The central banks of Denmark, Sweden, Switzerland and Japan have imposed negative interest rates in their bid to boost their economies.
Technological advances have led to a significant shift towards round-the-clock electronic trading, driving the surge in FX trading volumes, said Sudhanshu Sanadhya, JPMorgan Chase and Co head of trading, currencies and emerging markets. "Electronic trading platforms have also enabled market participants to consolidate their trading activities in major financial centres across different time zones. Singapore - with its exceptional infrastructure, human capital and business environment - is a natural FX hub in the Asia-Pacific region."
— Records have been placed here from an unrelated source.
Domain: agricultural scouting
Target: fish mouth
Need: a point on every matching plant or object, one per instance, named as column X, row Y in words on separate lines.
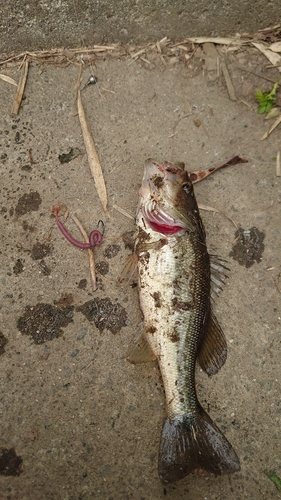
column 153, row 212
column 160, row 221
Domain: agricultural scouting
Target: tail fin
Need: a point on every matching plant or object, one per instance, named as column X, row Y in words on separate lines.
column 189, row 443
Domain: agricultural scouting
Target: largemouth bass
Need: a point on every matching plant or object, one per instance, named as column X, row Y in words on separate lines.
column 180, row 328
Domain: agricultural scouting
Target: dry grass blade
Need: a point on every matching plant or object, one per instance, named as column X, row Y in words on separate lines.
column 216, row 211
column 90, row 252
column 92, row 154
column 275, row 124
column 273, row 57
column 8, row 79
column 20, row 90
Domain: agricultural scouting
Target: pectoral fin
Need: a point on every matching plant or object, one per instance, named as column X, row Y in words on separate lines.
column 140, row 351
column 218, row 274
column 212, row 352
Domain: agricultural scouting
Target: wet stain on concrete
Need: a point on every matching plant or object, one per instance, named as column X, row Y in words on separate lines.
column 82, row 285
column 102, row 267
column 3, row 342
column 10, row 463
column 105, row 314
column 111, row 251
column 44, row 322
column 18, row 267
column 248, row 247
column 28, row 202
column 44, row 268
column 41, row 250
column 129, row 240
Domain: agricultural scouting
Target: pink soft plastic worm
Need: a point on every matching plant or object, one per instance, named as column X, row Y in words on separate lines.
column 95, row 237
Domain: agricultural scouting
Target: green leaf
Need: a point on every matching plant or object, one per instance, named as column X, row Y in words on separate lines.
column 261, row 110
column 274, row 478
column 266, row 99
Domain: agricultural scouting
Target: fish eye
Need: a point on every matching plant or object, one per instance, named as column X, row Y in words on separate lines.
column 186, row 187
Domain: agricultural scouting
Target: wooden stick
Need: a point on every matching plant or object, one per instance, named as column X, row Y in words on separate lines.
column 92, row 154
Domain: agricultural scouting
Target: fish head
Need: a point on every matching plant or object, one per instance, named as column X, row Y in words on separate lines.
column 166, row 198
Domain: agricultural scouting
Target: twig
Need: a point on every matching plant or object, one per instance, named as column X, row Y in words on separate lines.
column 278, row 166
column 90, row 252
column 92, row 154
column 20, row 90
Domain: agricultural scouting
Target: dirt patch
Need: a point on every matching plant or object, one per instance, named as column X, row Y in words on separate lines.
column 44, row 322
column 105, row 314
column 28, row 202
column 10, row 463
column 41, row 250
column 249, row 247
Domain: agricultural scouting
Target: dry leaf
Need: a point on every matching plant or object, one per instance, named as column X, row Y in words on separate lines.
column 216, row 211
column 8, row 79
column 92, row 154
column 217, row 40
column 275, row 47
column 90, row 252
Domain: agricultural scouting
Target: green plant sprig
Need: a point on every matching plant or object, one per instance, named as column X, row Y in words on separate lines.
column 266, row 100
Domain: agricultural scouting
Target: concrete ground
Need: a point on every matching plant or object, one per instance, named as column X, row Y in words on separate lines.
column 84, row 422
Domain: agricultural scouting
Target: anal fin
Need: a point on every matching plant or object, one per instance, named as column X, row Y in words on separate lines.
column 212, row 352
column 140, row 351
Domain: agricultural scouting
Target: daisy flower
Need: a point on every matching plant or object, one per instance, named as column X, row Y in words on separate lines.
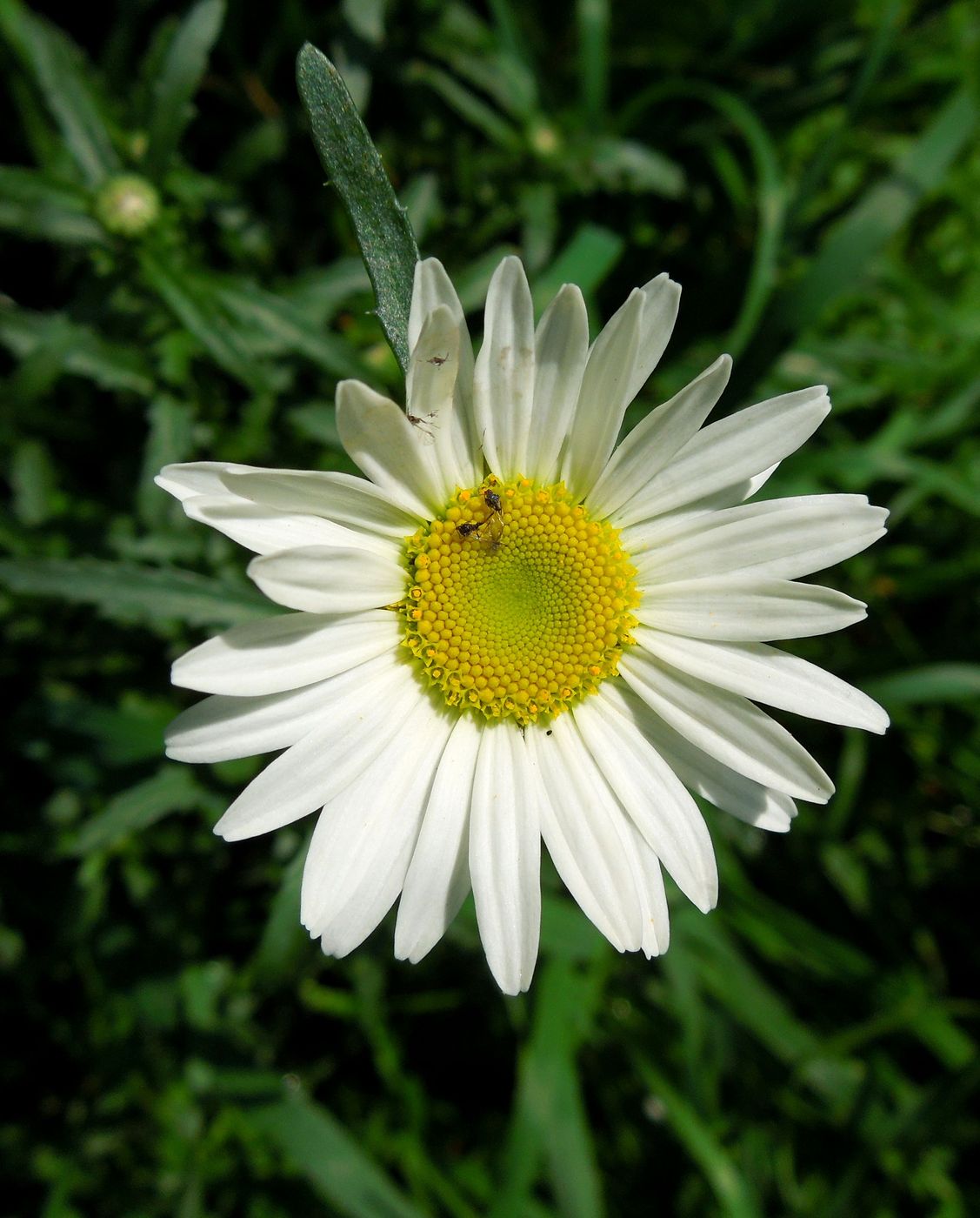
column 513, row 629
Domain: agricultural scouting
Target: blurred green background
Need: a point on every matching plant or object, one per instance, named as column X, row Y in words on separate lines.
column 810, row 172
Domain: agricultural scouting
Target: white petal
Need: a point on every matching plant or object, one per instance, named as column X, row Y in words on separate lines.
column 782, row 539
column 603, row 398
column 374, row 703
column 286, row 652
column 343, row 499
column 264, row 530
column 647, row 787
column 188, row 478
column 746, row 609
column 438, row 877
column 223, row 727
column 655, row 440
column 730, row 727
column 738, row 492
column 654, row 913
column 505, row 855
column 389, row 450
column 432, row 288
column 364, row 838
column 504, row 373
column 703, row 773
column 730, row 451
column 432, row 375
column 562, row 344
column 329, row 579
column 770, row 676
column 583, row 828
column 620, row 362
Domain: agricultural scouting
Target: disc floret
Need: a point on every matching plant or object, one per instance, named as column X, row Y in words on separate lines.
column 517, row 605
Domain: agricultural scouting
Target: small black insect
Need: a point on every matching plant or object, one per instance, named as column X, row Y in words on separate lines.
column 423, row 423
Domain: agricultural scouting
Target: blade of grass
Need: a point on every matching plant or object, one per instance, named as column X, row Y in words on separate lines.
column 697, row 1139
column 60, row 73
column 770, row 192
column 550, row 1120
column 172, row 789
column 592, row 20
column 882, row 212
column 43, row 210
column 127, row 593
column 928, row 685
column 330, row 1160
column 178, row 82
column 355, row 167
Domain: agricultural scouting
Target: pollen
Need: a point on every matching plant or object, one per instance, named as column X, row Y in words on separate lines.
column 517, row 605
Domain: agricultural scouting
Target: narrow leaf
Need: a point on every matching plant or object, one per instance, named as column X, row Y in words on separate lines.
column 179, row 79
column 192, row 302
column 37, row 207
column 125, row 592
column 330, row 1159
column 66, row 346
column 61, row 75
column 172, row 789
column 930, row 684
column 355, row 167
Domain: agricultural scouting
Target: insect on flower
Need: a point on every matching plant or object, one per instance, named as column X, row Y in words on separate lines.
column 570, row 685
column 493, row 523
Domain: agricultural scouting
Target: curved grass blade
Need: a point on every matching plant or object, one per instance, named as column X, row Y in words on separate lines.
column 61, row 76
column 179, row 78
column 350, row 157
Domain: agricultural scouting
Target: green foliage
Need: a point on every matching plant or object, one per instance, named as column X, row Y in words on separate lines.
column 810, row 173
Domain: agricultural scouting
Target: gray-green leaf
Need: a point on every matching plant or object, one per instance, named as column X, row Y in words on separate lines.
column 350, row 157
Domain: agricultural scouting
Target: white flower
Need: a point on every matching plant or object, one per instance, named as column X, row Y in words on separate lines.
column 511, row 630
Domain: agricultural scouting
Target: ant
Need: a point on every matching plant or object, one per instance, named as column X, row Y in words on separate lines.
column 495, row 521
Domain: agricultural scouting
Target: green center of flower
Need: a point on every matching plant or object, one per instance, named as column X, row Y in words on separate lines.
column 517, row 605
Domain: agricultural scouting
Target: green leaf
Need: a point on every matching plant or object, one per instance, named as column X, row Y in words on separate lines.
column 125, row 592
column 61, row 75
column 700, row 1141
column 172, row 789
column 587, row 259
column 352, row 162
column 37, row 207
column 550, row 1118
column 283, row 326
column 33, row 480
column 322, row 1150
column 882, row 212
column 179, row 79
column 627, row 164
column 283, row 937
column 63, row 345
column 170, row 440
column 468, row 106
column 931, row 684
column 192, row 301
column 592, row 20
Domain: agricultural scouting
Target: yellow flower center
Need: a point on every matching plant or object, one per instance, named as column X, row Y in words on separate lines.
column 517, row 605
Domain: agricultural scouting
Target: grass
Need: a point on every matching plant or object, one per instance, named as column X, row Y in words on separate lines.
column 176, row 1045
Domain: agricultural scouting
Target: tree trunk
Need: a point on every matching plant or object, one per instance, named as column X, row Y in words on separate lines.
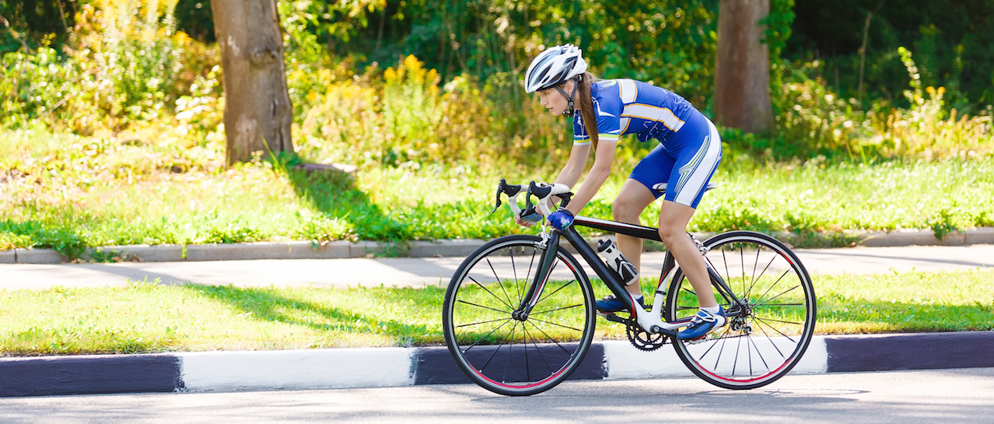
column 742, row 74
column 257, row 107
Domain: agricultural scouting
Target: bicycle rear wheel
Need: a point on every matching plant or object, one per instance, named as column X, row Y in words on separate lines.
column 512, row 356
column 768, row 333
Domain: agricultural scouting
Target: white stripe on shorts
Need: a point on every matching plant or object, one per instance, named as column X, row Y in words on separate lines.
column 700, row 168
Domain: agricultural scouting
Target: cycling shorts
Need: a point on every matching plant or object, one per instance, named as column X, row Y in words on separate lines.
column 685, row 162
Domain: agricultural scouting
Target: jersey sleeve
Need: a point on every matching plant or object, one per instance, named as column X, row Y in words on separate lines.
column 580, row 136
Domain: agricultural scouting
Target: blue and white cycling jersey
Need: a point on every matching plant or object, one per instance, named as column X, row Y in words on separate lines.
column 627, row 106
column 689, row 147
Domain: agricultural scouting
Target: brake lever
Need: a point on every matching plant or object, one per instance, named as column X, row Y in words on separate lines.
column 500, row 189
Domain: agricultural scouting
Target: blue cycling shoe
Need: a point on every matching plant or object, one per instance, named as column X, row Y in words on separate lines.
column 611, row 304
column 702, row 324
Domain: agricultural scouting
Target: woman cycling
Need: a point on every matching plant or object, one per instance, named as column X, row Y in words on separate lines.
column 688, row 153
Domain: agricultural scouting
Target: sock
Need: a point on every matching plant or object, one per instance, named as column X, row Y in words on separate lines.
column 713, row 309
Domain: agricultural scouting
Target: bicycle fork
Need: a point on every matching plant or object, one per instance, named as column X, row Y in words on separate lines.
column 548, row 245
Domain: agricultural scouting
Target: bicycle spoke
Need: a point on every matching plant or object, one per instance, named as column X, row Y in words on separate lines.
column 763, row 322
column 509, row 307
column 555, row 324
column 482, row 307
column 507, row 361
column 557, row 309
column 555, row 291
column 499, row 282
column 482, row 322
column 549, row 338
column 776, row 320
column 775, row 297
column 772, row 343
column 514, row 270
column 477, row 342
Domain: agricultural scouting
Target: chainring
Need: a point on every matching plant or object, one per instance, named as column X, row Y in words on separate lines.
column 641, row 339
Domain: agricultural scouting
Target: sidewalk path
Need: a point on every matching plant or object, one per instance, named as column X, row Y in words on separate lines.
column 418, row 272
column 379, row 367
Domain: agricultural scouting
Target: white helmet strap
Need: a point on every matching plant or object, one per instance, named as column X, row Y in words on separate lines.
column 569, row 97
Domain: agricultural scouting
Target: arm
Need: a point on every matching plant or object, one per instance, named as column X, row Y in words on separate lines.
column 603, row 158
column 571, row 173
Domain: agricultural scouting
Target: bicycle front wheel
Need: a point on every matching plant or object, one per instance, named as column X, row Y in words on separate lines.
column 498, row 349
column 768, row 330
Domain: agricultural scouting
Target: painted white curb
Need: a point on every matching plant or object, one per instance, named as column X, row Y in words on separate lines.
column 298, row 369
column 624, row 361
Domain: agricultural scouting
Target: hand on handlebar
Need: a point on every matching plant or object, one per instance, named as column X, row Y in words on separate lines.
column 528, row 217
column 561, row 219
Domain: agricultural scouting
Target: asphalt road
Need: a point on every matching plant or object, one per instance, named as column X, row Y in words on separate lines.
column 416, row 272
column 961, row 396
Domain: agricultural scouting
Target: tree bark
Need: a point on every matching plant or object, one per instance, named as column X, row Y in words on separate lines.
column 742, row 74
column 257, row 109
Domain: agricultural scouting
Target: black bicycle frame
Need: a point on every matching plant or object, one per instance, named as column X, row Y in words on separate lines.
column 600, row 268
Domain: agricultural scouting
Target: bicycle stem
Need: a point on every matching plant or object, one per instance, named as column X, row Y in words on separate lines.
column 535, row 289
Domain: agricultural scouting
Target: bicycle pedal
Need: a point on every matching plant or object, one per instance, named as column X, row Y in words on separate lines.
column 705, row 338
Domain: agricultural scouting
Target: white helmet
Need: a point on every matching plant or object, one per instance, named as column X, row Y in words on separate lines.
column 553, row 67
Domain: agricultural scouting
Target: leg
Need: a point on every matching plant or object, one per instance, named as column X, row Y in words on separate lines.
column 673, row 220
column 632, row 200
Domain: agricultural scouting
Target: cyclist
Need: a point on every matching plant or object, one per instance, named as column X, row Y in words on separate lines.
column 688, row 153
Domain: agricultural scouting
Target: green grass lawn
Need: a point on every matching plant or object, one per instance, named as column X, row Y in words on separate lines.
column 73, row 193
column 146, row 317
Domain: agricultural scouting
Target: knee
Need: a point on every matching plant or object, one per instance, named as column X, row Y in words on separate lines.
column 668, row 232
column 624, row 211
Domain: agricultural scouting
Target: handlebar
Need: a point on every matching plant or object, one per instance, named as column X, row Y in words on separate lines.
column 543, row 191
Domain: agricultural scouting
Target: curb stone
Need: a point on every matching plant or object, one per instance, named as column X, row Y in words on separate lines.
column 398, row 367
column 423, row 249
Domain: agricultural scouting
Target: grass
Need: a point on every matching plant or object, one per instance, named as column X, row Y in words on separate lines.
column 147, row 317
column 72, row 192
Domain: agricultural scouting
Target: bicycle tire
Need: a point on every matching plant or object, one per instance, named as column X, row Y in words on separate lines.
column 767, row 341
column 513, row 357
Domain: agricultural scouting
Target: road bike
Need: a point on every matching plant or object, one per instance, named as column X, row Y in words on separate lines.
column 519, row 313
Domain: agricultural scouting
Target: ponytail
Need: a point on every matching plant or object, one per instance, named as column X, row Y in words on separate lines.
column 585, row 101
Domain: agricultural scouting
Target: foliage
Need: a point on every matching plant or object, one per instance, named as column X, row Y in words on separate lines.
column 147, row 317
column 951, row 39
column 123, row 67
column 814, row 121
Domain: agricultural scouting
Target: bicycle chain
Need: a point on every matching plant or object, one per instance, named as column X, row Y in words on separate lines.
column 641, row 339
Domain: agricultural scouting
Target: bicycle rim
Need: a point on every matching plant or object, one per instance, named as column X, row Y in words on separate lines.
column 509, row 356
column 767, row 338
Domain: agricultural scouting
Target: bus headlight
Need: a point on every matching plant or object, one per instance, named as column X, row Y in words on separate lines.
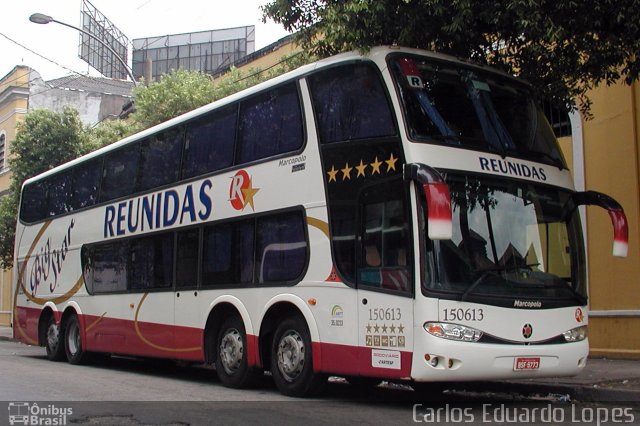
column 577, row 334
column 453, row 331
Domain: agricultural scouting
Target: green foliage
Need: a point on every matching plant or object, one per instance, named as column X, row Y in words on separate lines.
column 563, row 48
column 176, row 93
column 44, row 140
column 110, row 131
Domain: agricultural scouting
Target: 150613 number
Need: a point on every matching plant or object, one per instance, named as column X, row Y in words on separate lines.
column 385, row 314
column 460, row 314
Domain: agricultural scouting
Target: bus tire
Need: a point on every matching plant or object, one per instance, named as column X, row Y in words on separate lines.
column 53, row 343
column 232, row 366
column 73, row 342
column 292, row 359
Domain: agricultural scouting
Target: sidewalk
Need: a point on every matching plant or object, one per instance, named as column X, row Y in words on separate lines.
column 602, row 380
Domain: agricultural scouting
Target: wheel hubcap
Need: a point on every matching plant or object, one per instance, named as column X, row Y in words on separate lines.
column 231, row 351
column 53, row 336
column 73, row 339
column 291, row 355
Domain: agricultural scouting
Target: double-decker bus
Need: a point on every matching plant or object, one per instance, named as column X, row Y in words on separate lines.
column 397, row 215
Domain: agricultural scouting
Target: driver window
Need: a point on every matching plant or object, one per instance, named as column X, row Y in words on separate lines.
column 385, row 239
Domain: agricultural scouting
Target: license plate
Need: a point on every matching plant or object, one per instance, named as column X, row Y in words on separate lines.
column 526, row 364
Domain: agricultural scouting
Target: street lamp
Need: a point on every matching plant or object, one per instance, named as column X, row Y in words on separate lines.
column 40, row 18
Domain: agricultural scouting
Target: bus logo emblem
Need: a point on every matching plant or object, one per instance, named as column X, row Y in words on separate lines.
column 527, row 331
column 241, row 191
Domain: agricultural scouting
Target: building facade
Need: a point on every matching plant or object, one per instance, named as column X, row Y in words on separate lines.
column 604, row 153
column 14, row 103
column 23, row 90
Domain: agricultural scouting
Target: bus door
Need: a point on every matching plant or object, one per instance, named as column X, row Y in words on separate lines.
column 188, row 300
column 385, row 280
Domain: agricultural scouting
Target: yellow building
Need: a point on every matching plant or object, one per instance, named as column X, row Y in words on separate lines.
column 604, row 156
column 14, row 101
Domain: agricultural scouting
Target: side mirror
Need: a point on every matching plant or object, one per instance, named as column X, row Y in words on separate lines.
column 616, row 213
column 438, row 196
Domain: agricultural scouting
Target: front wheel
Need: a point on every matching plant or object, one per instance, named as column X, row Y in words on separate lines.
column 292, row 360
column 231, row 359
column 53, row 340
column 73, row 342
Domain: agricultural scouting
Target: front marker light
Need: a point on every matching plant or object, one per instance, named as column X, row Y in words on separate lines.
column 577, row 334
column 453, row 331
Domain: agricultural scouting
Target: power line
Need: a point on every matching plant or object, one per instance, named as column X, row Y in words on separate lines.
column 39, row 55
column 75, row 73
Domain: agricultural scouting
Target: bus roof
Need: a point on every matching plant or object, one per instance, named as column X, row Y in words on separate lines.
column 376, row 54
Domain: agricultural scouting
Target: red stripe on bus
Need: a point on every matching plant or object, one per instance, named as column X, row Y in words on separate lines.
column 118, row 336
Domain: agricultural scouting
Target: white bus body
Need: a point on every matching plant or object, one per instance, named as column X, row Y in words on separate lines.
column 345, row 241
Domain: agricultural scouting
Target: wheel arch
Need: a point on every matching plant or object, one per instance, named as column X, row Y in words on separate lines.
column 49, row 310
column 283, row 306
column 220, row 309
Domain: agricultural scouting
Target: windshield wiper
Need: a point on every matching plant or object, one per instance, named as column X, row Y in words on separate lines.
column 555, row 284
column 555, row 160
column 494, row 272
column 485, row 273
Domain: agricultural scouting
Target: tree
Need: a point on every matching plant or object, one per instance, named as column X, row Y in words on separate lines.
column 175, row 93
column 45, row 139
column 563, row 48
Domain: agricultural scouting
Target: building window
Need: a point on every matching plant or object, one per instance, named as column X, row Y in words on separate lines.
column 3, row 139
column 558, row 118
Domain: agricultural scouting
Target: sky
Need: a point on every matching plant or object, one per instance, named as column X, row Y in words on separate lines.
column 135, row 18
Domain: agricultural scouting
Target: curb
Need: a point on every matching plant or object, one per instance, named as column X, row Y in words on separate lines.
column 576, row 392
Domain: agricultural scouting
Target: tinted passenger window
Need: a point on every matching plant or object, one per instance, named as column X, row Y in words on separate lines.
column 34, row 202
column 152, row 262
column 210, row 143
column 350, row 102
column 160, row 159
column 270, row 124
column 86, row 183
column 187, row 258
column 105, row 267
column 58, row 194
column 281, row 250
column 228, row 254
column 120, row 170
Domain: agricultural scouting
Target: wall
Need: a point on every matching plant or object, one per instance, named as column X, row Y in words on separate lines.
column 612, row 166
column 14, row 102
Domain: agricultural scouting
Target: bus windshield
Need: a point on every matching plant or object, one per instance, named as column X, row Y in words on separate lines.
column 511, row 239
column 470, row 108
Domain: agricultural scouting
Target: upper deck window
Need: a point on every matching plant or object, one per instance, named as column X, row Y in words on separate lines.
column 470, row 108
column 350, row 102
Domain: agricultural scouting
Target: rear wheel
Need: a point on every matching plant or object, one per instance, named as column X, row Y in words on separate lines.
column 231, row 359
column 73, row 342
column 292, row 360
column 53, row 340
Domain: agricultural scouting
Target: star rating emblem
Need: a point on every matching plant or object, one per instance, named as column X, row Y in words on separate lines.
column 346, row 172
column 248, row 193
column 332, row 174
column 361, row 169
column 391, row 163
column 376, row 166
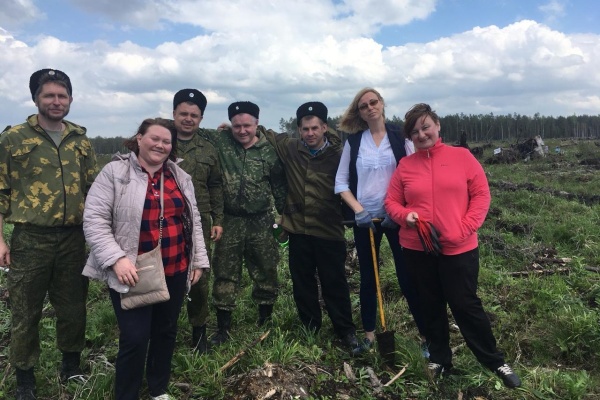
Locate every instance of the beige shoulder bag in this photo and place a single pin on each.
(152, 286)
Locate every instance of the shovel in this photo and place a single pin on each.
(385, 339)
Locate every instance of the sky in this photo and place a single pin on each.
(126, 59)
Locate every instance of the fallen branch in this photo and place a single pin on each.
(241, 353)
(541, 272)
(375, 383)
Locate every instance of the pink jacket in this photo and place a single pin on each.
(444, 185)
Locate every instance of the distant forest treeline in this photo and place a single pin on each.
(512, 128)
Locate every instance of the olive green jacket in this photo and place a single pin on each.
(42, 184)
(252, 177)
(201, 161)
(312, 207)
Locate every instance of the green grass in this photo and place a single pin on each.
(547, 325)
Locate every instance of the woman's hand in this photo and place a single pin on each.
(195, 276)
(126, 271)
(411, 219)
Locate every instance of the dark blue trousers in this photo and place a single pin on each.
(452, 281)
(147, 336)
(310, 255)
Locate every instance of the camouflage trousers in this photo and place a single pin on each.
(246, 240)
(197, 306)
(46, 261)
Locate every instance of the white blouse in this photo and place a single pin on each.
(374, 166)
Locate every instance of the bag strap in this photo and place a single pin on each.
(162, 208)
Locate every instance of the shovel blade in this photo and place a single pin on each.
(387, 347)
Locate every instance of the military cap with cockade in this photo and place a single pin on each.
(315, 108)
(243, 107)
(191, 95)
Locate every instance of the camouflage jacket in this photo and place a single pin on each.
(42, 184)
(312, 207)
(201, 161)
(252, 177)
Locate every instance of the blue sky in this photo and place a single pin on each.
(127, 58)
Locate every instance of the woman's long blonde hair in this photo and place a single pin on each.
(351, 121)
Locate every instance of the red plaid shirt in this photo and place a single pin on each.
(173, 246)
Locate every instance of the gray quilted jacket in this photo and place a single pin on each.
(113, 214)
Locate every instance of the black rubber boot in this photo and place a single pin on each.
(70, 366)
(223, 326)
(264, 313)
(25, 384)
(199, 342)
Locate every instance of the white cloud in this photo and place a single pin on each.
(553, 10)
(14, 13)
(280, 57)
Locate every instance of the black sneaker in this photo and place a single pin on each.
(25, 393)
(435, 370)
(509, 378)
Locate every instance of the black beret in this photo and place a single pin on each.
(191, 95)
(243, 107)
(47, 75)
(315, 108)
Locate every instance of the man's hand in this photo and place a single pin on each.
(389, 223)
(363, 219)
(216, 233)
(126, 271)
(411, 219)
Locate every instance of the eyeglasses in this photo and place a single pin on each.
(371, 103)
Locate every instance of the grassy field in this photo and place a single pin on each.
(539, 282)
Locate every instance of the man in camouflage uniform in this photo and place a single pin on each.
(312, 218)
(200, 160)
(253, 176)
(47, 165)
Yuan trading will expand further as the currency gains acceptance as a payment currency. The Chinese unit, also known as the renminbi (RMB), officially becomes an international foreign reserve currency on Oct 1.
"Rising trade and investments in Asia on the back of the strong demographics and consumer affluence, as well as the increased trading of Asian currencies such as the RMB, will continue to reinforce Singapore's status as a world-class financial, trading and wealth management hub," said Francis Tan, United Overseas Bank economist.
The yuan was the fifth most active currency for global payments in July, according to global transaction service provider Swift last month. Its market share increased to 1.9 per cent in July from 1.72 per cent in June. The RMB came after the US dollar, euro, sterling and the yen, said Swift.